En signant un bail emphytéotique (voir encadré), un agriculteur peut construire ou rénover un bâtiment et louer sa toiture à une entreprise afin que celle-ci exploite une centrale photovoltaïque. Dans ce cas, l’agriculteur reste propriétaire du bâtiment neuf ou du bâtiment existant. Seule condition préalable : la toiture doit être en mesure d’intégrer des panneaux solaires. Pour cela, un bac acier 75 centièmes (0,75 mm d’épaisseur) est nécessaire, ainsi que des travaux de rénovation le cas échéant. Les descentes de charge doivent en effet supporter au minimum 23 kg par m2, ce qui correspond au poids du bac acier et des panneaux solaires. « Si l’agriculteur fournit ces attestations, une entreprise comme la nôtre peut louer la toiture du bâtiment en question, y compris une vieille toiture en amiante rénovée et y installer une centrale photovoltaïque. Le montant du loyer est quant à lui établi en fonction de la puissance installée en kWc. Nous menons des études technico-économiques au cas par cas, en regardant tout ce qui concerne le raccordement et la production d’électricité annuelle par rapport à la puissance installée, via des logiciels internes, ce qui nous permet de définir la rentabilité du projet.
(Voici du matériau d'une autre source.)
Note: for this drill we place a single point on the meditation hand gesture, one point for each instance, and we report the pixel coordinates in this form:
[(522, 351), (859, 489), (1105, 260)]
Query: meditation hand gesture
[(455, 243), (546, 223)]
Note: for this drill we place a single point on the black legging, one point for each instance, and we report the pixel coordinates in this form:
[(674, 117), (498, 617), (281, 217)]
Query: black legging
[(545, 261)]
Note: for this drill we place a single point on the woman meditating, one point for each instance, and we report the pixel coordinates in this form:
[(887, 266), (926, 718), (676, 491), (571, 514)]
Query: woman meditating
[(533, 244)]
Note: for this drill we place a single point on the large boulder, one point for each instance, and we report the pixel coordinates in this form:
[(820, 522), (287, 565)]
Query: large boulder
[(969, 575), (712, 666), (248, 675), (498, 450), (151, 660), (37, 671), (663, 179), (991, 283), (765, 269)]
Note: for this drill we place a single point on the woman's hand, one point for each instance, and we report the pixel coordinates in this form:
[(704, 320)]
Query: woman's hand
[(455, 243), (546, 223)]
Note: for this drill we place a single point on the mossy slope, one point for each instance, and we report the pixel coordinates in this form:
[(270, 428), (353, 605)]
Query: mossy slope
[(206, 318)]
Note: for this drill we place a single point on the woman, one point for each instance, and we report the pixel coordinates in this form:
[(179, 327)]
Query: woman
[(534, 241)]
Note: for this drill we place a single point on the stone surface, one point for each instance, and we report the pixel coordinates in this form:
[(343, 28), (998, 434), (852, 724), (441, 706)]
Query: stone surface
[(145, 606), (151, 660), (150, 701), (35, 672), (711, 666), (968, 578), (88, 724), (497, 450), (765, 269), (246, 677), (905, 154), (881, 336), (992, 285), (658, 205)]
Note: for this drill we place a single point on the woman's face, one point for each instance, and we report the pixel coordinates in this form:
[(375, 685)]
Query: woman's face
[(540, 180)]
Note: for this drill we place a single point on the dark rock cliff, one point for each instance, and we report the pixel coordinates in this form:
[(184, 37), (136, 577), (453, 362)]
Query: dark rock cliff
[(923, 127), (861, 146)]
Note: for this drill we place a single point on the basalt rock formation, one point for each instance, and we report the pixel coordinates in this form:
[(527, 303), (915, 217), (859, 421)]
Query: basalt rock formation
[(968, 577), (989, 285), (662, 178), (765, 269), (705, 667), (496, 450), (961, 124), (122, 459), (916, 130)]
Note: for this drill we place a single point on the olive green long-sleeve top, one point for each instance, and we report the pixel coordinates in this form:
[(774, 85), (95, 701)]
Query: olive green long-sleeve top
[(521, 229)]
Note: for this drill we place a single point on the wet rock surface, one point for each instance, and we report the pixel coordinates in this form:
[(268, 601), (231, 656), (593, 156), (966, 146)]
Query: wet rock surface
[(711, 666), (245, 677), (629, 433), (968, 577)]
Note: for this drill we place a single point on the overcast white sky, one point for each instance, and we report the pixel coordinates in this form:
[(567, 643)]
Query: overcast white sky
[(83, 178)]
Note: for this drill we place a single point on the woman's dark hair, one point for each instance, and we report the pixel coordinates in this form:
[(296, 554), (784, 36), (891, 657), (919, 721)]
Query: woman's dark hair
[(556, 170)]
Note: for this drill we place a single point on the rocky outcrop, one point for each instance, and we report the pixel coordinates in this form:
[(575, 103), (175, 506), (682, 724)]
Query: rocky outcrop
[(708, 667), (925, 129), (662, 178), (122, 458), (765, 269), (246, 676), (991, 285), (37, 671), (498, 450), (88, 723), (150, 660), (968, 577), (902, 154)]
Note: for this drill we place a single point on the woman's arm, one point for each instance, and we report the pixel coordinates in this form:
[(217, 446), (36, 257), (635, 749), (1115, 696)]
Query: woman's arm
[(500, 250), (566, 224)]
En fonction de ces calculs, nous versons un pourcentage du revenu dégagé par l’installation solaire à l’agriculteur. Ce montant est fixe. De son côté, la durée du bail emphytéotique est généralement de 30 ans. À la fin du bail, l’agriculteur a la possibilité de récupérer gratuitement la centrale solaire, mais celle-ci peut également être démantelée par le porteur de projet et partir en filière de recyclage », explique Cédric Maillet, animateur réseau chez Irisolaris, un producteur d’électricité spécialisé dans l’exploitation de toitures agricoles.
Une solution avantageuse
Pour les exploitants agricoles qui souhaitent investir dans les travaux de construction ou de rénovation, le bail emphytéotique est une solution très intéressante. Le loyer perçu permet en effet de financer en moyenne les deux tiers d’un bâtiment neuf (hors aménagement intérieur). Pour un bâtiment existant, le loyer offre à l’agriculteur la possibilité de changer une toiture en amiante par exemple, et de financer quasiment la totalité des travaux. En outre, le bail emphytéotique permet d’aider à financer ou rénover un bâtiment sans que l’agriculteur ne s’engage à investir dans une centrale photovoltaïque. « N’étant pas producteur d’électricité, celui-ci évite également les contraintes liées à la maintenance de la centrale, à la signature d’un contrat de revente de l’énergie avec EDF, etc. En tant qu’exploitant de la centrale, le preneur prend en charge tous ces aspects. Il investit lui-même dans la centrale solaire et installe celle-ci via un prestataire. De notre côté, nous sommes à la fois développeur et producteur d’électricité, ce qui permet à l’agriculteur d’avoir toujours le même interlocuteur », indique Cédric Maillet. En développement depuis une dizaine d’années en France, le bail emphytéotique est pourtant encore peu connu par les agriculteurs. Chez Irisolaris, qui exploite environ 1 300 centrales photovoltaïques installées sur des bâtiments agricoles, ce bail ne représente pour le moment que 15 à 20 % de l’activité, mais de plus en plus d’exploitants se montrent intéressés.
Les baux emphytéotiques
Le bail emphytéotique confère au locataire (également appelé emphytéote) un droit sur l’immobilier donné à bail par l’agriculteur propriétaire. En échange d’un loyer, le locataire est chargé de réaliser des améliorations dont il peut tirer profit sans avoir à rétribuer le propriétaire. En France, le bail emphytéotique avait originellement comme objectif de permettre aux propriétaires de grands domaines fonciers, généralement mal cultivés, de valoriser leurs terres sans avoir à mener eux-mêmes les travaux nécessaires.